TAG | gasoline
Sorry to harp on the gas tax holiday so much, lately, but this is hilarious:
I have no idea who I am voting for in this upcoming Presidential election, but I’m certainly looking more favorably upon Barack Obama after reading his reactions to John McCain and Hillary Clinton’s populist attack against gas taxes. From the New York Times:
Senator Hillary Rodham Clinton lined up with Senator John McCain, the presumptive Republican nominee for president, in endorsing a plan to suspend the federal excise tax on gasoline, 18.4 cents a gallon, for the summer travel season. But Senator Barack Obama, Mrs. Clinton’s Democratic rival, spoke out firmly against the proposal, saying it would save consumers little and do nothing to curtail oil consumption and imports.
I wholeheartedly agree. And so does one of today’s brightest economists, Greg Mankiw:
I don’t know any prominent economist who favors this McCain-Clinton proposal.
First, we have to realize that the increased gas prices are, although inconvenient in the short run, somewhat of a blessing. People are quickly starting shift away from driving larger cars, which will lower gasoline consumption in the long run. Additionally, if gas prices remain high for a long period of time, economic theory tells us that people will start taking larger actions to lower their gas prices, such as telecommuting or living closer to where they work. Additionally, this shifts more demand toward alternatives to gasoline-powered vehicles, such as electric cars, that don’t pollute and are by nature more efficient per mile than gasoline cars.
But all in all, we shouldn’t be thinking about suspending gasoline taxes, we should be thinking about increasing them. Although gas prices are high, the consumption of gasoline creates large externalities, which is a market failure that should be corrected through taxation. Additionally, by taxing gasoline at a higher rate, we could offset the income tax and payroll taxes. So overall, we could stop taxing people from doing a positive activity (working) and start taxing an activity that creates a negative externality instead.

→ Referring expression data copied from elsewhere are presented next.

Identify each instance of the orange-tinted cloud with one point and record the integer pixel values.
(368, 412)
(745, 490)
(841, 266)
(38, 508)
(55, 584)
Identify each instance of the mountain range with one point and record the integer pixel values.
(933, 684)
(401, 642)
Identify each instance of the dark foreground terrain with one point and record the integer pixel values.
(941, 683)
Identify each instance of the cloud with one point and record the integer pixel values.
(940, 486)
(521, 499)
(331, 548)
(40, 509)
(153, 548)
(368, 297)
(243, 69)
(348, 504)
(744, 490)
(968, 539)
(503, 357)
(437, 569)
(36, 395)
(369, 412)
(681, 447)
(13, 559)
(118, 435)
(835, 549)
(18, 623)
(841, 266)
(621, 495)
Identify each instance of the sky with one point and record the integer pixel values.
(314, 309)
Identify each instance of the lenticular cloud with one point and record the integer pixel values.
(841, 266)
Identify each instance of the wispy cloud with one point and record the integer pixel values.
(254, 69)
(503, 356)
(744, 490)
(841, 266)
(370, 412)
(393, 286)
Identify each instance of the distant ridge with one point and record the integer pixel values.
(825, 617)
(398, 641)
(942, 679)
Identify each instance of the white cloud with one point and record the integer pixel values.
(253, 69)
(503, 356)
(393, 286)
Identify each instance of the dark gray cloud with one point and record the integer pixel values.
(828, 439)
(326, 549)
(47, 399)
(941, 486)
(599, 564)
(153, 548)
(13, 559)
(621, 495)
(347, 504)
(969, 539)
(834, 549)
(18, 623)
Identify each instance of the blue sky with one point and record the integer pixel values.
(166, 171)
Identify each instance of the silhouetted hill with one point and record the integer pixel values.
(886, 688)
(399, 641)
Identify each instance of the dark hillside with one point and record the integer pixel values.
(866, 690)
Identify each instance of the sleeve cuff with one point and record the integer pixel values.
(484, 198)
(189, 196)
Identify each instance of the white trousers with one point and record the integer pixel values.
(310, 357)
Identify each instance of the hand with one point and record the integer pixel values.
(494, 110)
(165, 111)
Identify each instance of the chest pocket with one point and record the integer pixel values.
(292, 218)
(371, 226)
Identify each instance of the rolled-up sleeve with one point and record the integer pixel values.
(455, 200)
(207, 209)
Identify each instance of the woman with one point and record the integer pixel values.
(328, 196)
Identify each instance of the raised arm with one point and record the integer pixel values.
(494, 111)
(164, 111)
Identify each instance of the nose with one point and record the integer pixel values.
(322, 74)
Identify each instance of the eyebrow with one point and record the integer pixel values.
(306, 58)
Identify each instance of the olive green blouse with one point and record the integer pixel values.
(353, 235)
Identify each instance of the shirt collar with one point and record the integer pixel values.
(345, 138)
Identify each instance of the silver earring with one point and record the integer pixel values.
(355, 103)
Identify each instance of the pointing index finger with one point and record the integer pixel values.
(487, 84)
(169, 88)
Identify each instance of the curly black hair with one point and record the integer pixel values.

(hat tip on this post: Greg Mankiw’s Blog)
I’m writing this article for the primary purpose of getting my thoughts onto a page. I always hear all of this talk about how the only reason that oil prices are so high is because of speculation. But that argument does not sit well with me because it ignores the underlying reason for speculation. The argument runs that oil/gas is not really as expensive as it is, because the prices are only high because of speculators screwing around in the market.
There is some truth to the speculation argument. Sure, speculators are buying oil, and the more demand to buy a commodity, the higher the price goes. But, this begs the question: why are they buying oil?
Speculators in this case are people that predict the price of oil will be higher in the future than it is now, so they, in the simplest case, buy oil now so they can sell it later when it is more valuable. If the price of oil goes up, it is because lots of people believe the price will go up in the future. That begs the question: why do they think oil will go up in the future?
And then we’re back to square one: why do commodity prices rise? If the only answer to that question is that prices rise because people think speculators will drive them up, then aren’t we just in an infinite cycle of inflation? Obviously, the answer to that question has to incorporate something other than whether speculators plan on buying the commodity or not. So I’ll give the classic, broad, economics answer: prices rise when the commodity becomes scarcer.
Scarcer can mean less supply, more demand, or a combination of both. And I don’t think there is a clearer example of scarcity today than oil. The world supply of oil is finite. Sure, we find new sources of oil every now and then, and we develop new technologies to extract oil from places we couldn’t get it from before, but no matter what, we have to deal with a finite supply on planet earth. Thus, every day, the supply of oil shrinks, and that contributes to a decrease in supply (along with occasional shocks from OPEC). Additionally, world demand for oil is ever-increasing. And not just in America. When the Tata Nano, that tiny $2000 car from India is released, and it puts hundreds of millions of new drivers in and around Asia on the road, gas prices will skyrocket [this is undoubtedly on the speculators’ minds].
So the high gas prices you’re paying may be technically due to “speculation.” But there must be reasons for speculation. I believe the primary reason is anticipated increased demand and anticipated decreased supply of oil.